Ho Mark K, MacGlashan James, Littman Michael L, Cushman Fiery
Department of Cognitive, Linguistic & Psychological Sciences, Brown University, Box 1821, Providence, RI 02912, United States.
Department of Computer Science, Brown University, 115 Waterman St, Providence, RI 02906, United States.
Cognition. 2017 Oct;167:91-106. doi: 10.1016/j.cognition.2017.03.006. Epub 2017 Mar 22.
Humans often attempt to influence one another's behavior using rewards and punishments. How does this work? Psychologists have often assumed that "evaluative feedback" influences behavior via standard learning mechanisms that learn from environmental contingencies. On this view, teaching with evaluative feedback involves leveraging learning systems designed to maximize an organism's positive outcomes. Yet, despite its parsimony, programs of research predicated on this assumption, such as ones in developmental psychology, animal behavior, and human-robot interaction, have had limited success. We offer an explanation by analyzing the logic of evaluative feedback and show that specialized learning mechanisms are uniquely favored in the case of evaluative feedback from a social partner. Specifically, evaluative feedback works best when it is treated as communicating information about the value of an action rather than as a form of reward to be maximized. This account suggests that human learning from evaluative feedback depends on inferences about communicative intent, goals and other mental states-much like learning from other sources, such as demonstration, observation and instruction. Because these abilities are especially developed in humans, the present account also explains why evaluative feedback is far more widespread in humans than non-human animals.

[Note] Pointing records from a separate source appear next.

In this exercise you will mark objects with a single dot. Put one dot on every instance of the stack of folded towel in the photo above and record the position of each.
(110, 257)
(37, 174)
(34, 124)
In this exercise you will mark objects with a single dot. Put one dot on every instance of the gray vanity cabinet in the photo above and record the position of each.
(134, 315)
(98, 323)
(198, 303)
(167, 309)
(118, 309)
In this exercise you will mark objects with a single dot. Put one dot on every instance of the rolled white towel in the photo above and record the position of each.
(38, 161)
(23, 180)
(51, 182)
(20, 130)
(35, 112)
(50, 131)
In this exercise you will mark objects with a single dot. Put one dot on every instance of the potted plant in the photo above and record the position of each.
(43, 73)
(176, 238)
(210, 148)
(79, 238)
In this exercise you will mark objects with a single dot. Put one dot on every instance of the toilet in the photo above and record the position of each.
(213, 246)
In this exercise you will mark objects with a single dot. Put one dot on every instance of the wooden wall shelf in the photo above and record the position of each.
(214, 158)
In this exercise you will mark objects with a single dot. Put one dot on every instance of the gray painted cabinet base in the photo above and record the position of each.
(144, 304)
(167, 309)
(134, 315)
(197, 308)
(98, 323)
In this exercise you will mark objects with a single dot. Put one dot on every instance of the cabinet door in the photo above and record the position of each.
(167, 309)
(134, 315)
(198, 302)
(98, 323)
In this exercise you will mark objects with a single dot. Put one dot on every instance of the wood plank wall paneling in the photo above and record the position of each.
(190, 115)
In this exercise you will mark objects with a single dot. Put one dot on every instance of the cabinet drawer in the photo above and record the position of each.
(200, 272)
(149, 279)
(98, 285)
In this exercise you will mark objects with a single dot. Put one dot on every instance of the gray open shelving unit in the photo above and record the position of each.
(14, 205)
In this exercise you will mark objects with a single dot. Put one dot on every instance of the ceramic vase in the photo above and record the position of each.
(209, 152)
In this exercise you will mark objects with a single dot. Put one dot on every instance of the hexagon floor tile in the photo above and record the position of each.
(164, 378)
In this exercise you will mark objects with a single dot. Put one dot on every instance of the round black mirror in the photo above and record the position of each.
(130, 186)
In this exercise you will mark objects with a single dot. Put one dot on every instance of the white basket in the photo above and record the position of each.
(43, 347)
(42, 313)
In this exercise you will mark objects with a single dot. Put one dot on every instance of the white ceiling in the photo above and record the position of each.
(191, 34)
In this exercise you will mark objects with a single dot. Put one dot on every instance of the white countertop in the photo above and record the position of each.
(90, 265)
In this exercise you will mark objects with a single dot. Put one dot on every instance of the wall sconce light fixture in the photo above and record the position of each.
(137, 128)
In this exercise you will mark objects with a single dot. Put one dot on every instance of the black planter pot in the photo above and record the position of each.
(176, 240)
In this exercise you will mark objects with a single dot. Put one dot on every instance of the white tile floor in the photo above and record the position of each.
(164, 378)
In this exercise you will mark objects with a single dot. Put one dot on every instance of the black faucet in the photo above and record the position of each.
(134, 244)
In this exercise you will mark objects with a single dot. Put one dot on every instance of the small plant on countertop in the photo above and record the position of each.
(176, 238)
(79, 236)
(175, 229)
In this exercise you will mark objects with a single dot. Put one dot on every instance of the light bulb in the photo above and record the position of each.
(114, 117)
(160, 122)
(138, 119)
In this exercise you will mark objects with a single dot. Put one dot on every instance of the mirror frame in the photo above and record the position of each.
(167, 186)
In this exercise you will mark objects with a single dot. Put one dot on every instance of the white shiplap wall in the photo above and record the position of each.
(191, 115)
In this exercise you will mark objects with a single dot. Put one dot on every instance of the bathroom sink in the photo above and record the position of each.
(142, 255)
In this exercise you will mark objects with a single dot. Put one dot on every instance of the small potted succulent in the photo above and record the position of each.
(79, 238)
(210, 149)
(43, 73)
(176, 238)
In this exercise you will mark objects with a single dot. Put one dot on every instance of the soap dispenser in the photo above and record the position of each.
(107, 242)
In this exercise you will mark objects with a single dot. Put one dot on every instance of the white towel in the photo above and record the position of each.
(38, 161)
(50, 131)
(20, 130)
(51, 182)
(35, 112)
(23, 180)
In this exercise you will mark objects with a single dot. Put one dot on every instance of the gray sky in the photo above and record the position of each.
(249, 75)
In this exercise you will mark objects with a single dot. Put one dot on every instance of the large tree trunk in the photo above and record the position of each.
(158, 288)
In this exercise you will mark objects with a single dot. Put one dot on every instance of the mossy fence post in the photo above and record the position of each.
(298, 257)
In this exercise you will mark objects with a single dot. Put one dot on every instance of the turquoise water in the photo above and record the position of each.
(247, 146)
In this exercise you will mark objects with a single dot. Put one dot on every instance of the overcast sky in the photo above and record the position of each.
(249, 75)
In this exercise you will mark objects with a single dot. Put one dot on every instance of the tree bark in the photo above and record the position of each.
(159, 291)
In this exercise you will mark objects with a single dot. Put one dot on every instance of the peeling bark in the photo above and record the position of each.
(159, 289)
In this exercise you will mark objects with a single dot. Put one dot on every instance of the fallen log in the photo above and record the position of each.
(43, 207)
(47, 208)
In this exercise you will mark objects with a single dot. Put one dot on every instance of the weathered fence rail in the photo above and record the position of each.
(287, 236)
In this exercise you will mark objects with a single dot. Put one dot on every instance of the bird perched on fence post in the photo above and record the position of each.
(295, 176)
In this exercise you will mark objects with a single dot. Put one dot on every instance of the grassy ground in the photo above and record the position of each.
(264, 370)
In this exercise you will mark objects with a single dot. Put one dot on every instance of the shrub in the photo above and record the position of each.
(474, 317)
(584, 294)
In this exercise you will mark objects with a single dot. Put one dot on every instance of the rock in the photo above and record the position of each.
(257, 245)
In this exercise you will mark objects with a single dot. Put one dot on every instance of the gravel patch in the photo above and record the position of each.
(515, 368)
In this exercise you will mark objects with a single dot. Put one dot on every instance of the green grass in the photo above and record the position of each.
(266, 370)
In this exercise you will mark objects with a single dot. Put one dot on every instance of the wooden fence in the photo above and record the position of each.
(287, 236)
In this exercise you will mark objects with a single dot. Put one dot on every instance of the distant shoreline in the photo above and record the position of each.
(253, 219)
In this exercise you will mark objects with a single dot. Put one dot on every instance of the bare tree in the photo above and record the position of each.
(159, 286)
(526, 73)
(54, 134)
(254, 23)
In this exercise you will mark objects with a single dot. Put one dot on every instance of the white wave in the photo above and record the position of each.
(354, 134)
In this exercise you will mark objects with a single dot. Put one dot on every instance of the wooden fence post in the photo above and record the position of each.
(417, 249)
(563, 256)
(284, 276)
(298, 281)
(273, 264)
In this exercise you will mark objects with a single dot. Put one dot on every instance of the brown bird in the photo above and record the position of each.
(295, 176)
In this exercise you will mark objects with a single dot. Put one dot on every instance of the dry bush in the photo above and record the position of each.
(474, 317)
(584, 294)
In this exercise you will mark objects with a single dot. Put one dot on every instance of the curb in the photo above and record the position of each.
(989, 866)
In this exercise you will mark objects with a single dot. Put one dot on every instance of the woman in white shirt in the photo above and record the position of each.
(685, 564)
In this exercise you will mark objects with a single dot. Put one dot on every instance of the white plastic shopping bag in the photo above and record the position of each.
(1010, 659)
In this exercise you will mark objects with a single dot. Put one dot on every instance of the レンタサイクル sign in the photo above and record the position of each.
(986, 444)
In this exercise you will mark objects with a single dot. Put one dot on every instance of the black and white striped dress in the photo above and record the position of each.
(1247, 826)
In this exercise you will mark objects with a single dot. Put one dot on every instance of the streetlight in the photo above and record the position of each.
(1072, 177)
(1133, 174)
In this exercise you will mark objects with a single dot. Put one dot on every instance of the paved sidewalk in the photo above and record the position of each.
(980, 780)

人类常常试图通过奖励和惩罚来影响彼此的行为。这是如何起作用的呢?心理学家们常常假定“评价性反馈”是通过从环境偶然性中学习的标准学习机制来影响行为的。按照这种观点,利用评价性反馈进行教学涉及利用旨在使生物体的积极结果最大化的学习系统。然而,尽管这种观点简洁明了,但基于这一假设的研究项目,比如发展心理学、动物行为学以及人机交互方面的研究,取得的成功却很有限。我们通过分析评价性反馈的逻辑给出了一种解释,并表明在来自社会伙伴的评价性反馈的情况下,专门的学习机制具有独特的优势。具体而言,当评价性反馈被视为传达有关一种行为的价值的信息,而不是被视为一种要最大化的奖励形式时,它的效果最佳。这种解释表明,人类从评价性反馈中学习依赖于对交际意图、目标和其他心理状态的推断——这与从其他来源(如示范、观察和指导)学习非常相似。由于这些能力在人类中尤其发达,所以目前的解释也说明了为什么评价性反馈在人类中比在非人类动物中更为普遍。